From fd1ee35856c39aa4b431e7426da5a2e728941ecb Mon Sep 17 00:00:00 2001
From: YingtianDt <90408985+YingtianDt@users.noreply.github.com>
Date: Wed, 1 May 2024 15:10:36 +0200
Subject: [PATCH 1/5] Fix video reading bug (#803)

* feature: support temporal models for neural alignment by chaning TemporalIgnore to Temporal Aligned

* add example temporal submission

* complete new framework

* new module: temporal model helpers

* change the arch of temporal; add tutorials

* improve: better naming

* update: wrapper tutorial on brain model

* add feature: inferencer identifier tracked by extractor for result caching

* fix: video fps sampling; need more tests!

* fix bugs: video sampling based on fps was wrong.

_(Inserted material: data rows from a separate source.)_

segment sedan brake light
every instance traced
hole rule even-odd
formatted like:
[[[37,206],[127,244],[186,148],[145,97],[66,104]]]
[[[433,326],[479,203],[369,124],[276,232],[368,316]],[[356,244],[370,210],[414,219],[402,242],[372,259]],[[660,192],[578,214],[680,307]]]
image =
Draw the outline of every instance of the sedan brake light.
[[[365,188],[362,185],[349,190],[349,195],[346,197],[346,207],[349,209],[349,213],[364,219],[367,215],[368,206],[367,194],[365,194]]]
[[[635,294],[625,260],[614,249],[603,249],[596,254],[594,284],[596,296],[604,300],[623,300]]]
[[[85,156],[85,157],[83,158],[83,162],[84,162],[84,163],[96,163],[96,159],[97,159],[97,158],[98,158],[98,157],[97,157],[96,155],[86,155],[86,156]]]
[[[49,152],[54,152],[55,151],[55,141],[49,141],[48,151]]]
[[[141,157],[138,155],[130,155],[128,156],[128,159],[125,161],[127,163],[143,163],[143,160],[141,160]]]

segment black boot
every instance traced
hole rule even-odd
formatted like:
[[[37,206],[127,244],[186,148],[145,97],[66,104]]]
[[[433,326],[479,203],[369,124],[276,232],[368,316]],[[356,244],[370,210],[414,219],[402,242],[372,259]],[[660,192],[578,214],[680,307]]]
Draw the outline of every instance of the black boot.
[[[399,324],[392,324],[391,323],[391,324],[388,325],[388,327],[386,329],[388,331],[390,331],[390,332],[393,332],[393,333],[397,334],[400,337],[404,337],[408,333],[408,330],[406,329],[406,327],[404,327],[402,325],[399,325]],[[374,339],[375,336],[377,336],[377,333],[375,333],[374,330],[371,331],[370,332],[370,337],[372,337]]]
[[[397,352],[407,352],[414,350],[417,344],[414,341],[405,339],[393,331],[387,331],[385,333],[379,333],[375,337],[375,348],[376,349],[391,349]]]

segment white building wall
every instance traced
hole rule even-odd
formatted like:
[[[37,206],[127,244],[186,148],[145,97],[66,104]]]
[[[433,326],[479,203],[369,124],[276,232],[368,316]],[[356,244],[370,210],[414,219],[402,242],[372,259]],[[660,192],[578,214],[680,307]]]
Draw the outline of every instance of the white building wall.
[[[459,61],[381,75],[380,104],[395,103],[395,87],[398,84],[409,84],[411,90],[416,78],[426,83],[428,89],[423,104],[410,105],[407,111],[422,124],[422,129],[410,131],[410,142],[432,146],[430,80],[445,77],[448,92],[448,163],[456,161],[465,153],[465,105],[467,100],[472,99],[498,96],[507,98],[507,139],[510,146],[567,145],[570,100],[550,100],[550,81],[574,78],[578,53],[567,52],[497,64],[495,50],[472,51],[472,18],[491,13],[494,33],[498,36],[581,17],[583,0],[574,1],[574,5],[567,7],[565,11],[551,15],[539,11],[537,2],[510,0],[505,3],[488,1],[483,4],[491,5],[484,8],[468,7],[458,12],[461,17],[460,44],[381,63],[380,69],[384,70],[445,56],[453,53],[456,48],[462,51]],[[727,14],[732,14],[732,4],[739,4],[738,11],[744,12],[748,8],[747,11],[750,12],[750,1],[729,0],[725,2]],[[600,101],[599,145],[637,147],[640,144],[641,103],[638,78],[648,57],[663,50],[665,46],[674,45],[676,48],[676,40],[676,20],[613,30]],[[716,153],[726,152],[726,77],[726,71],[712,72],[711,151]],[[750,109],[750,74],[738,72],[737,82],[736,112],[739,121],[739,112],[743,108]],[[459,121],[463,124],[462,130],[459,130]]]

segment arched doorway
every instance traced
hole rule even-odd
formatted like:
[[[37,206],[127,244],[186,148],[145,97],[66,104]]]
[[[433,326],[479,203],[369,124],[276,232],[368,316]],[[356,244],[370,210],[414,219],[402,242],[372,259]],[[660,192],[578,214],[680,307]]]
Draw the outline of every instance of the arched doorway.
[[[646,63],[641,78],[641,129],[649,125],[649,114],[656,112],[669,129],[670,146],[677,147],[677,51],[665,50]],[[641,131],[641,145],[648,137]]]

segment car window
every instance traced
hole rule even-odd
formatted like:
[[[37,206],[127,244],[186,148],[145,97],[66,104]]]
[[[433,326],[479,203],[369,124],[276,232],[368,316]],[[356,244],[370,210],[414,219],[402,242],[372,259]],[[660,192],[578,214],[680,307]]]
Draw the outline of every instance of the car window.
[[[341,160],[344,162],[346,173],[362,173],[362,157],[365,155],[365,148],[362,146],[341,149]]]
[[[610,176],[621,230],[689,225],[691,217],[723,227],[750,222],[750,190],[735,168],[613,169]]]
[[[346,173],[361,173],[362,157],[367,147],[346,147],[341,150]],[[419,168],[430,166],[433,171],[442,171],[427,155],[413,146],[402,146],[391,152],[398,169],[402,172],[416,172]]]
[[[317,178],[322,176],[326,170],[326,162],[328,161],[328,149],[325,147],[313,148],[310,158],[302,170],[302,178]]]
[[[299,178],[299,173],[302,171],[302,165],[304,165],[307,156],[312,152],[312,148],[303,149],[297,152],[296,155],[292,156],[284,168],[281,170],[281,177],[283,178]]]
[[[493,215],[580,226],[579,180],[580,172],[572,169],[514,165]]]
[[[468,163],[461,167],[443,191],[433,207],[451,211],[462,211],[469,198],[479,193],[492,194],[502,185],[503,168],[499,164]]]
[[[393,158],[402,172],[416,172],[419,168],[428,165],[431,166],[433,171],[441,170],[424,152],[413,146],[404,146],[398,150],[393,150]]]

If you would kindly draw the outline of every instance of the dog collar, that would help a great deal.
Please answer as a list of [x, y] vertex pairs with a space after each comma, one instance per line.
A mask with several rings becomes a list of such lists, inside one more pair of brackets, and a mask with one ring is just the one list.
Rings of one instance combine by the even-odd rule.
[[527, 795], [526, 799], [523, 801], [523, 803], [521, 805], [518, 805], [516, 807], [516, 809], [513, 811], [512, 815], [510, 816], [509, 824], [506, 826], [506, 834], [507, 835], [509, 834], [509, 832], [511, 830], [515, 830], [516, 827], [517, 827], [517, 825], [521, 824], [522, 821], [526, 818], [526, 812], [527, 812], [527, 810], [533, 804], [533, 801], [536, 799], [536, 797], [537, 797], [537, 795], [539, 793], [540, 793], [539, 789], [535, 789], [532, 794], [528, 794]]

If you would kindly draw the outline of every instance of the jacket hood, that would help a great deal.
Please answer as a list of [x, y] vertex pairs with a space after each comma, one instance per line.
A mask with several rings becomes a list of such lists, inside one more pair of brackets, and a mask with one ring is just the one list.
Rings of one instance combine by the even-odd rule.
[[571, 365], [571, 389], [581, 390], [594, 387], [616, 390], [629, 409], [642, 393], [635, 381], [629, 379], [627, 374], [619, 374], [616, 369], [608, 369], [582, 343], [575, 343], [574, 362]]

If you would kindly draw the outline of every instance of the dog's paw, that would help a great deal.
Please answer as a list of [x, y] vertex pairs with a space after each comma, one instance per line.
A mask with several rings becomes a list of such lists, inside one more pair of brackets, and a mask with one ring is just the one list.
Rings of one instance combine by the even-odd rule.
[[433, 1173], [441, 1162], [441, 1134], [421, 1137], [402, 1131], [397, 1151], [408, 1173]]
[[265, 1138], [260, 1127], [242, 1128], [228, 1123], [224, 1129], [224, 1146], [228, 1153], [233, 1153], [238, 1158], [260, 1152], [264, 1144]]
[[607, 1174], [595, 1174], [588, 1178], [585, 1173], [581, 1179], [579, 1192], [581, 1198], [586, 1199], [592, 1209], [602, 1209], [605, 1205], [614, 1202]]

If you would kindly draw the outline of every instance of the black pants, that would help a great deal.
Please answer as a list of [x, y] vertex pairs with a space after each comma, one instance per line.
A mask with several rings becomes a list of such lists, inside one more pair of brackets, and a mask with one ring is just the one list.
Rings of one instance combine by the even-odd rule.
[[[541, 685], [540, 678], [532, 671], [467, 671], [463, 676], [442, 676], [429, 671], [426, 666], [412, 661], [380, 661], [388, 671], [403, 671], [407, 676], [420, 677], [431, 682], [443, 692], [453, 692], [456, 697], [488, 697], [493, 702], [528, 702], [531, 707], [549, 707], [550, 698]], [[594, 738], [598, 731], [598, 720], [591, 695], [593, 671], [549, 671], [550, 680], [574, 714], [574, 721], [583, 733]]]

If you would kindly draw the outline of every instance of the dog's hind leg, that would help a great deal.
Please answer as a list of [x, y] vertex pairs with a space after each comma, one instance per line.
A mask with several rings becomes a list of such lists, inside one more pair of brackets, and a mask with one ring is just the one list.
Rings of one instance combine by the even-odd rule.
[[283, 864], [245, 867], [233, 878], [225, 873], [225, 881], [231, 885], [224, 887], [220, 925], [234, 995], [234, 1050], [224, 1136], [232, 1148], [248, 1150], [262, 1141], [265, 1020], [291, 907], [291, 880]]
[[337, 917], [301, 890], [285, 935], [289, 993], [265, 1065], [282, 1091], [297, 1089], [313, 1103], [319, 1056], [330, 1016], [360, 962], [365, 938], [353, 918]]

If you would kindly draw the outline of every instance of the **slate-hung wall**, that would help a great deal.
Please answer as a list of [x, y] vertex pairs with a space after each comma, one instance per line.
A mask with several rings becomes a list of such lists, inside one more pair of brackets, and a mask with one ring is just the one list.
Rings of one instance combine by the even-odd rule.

* add mmaction2 models; add more features to the inferencers

* PR: temporal model helpers

* PR fix: not including gitmodules for now

* Update brainscore_vision/model_helpers/brain_transformation/temporal.py

Co-authored-by: Martin Schrimpf <mschrimpf@users.noreply.github.com>

* Update brainscore_vision/model_helpers/brain_transformation/temporal.py

Co-authored-by: Martin Schrimpf <mschrimpf@users.noreply.github.com>

* Update brainscore_vision/model_helpers/brain_transformation/temporal.py

Co-authored-by: Martin Schrimpf <mschrimpf@users.noreply.github.com>

* Update brainscore_vision/models/temporal_models/test.py

Co-authored-by: Martin Schrimpf <mschrimpf@users.noreply.github.com>

* add mae_st; add ding2012

* try new arch

* init ding2012

* add tests for temporal model helpers; add block inferencer

* Delete tests/test_model_helpers/temporal/test___init__.py

delete the old test

* add benchmark ding2012

* add mutliple libs for temporal models

* change executor output format; add more inference tests; init load_weight in s3

* add openstl

* update backend for executor

* feat:load_weight_file and corresponding test

* change:resize strategy changed from bilinear to pooling

* change:resize strategy changed from bilinear to pooling

* fix mae_st submission

* minor

* fix:dtype in assembly time align

* minor

* update model submissions

* fix dependency

* refactor: simplify the inferencer methods

* fix:block inferencer, neuroid coord while merging

* fix:inferencer identifier

* fix:weigh download

* change tests to have max_workers=1

* revert screen.py

* not submit region_layer_map

* remove torch dependency

* make fake modules in tests

* add torch to requirements; avoid torch in tests

* minor

* minor

* np.object changed to object

* remove return in tests

* fix insertion position bug

* Apply suggestions from code review

add: more type hints

Co-authored-by: Martin Schrimpf <mschrimpf@users.noreply.github.com>

* add: more type hints and comments

* minor

* pr:only commit temporal model helpers

* pr: add one model for example

* undo whole_brain in Brainodel.RecordingTarget

* use logger and fix newlines

* fix: video fps with copy was wrong

* feat:fractional max_spatial_size

* downsample layers in VideoMAE

* fix:video sampling wrong duration

* add more tests

* fix merge

* fix merge

---------

Co-authored-by: Yingtian Tang <ytang@jst285.jed.cluster>
Co-authored-by: Martin Schrimpf <mschrimpf@users.noreply.github.com>
Co-authored-by: Martin Schrimpf <m4rtinsch@gmail.com>
---
 .../temporal/core/inferencer/base.py          | 25 ++++++---
 .../temporal/core/inferencer/video/base.py    | 12 ++--
 .../activations/temporal/inputs/video.py      | 56 ++++++++++++++++---
 .../models/temporal_model_VideoMAE/model.py   |  4 +-
 .../temporal/activations/test_inferencer.py   | 10 ++--
 .../temporal/activations/test_inputs.py       | 23 +++++++-
 6 files changed, 101 insertions(+), 29 deletions(-)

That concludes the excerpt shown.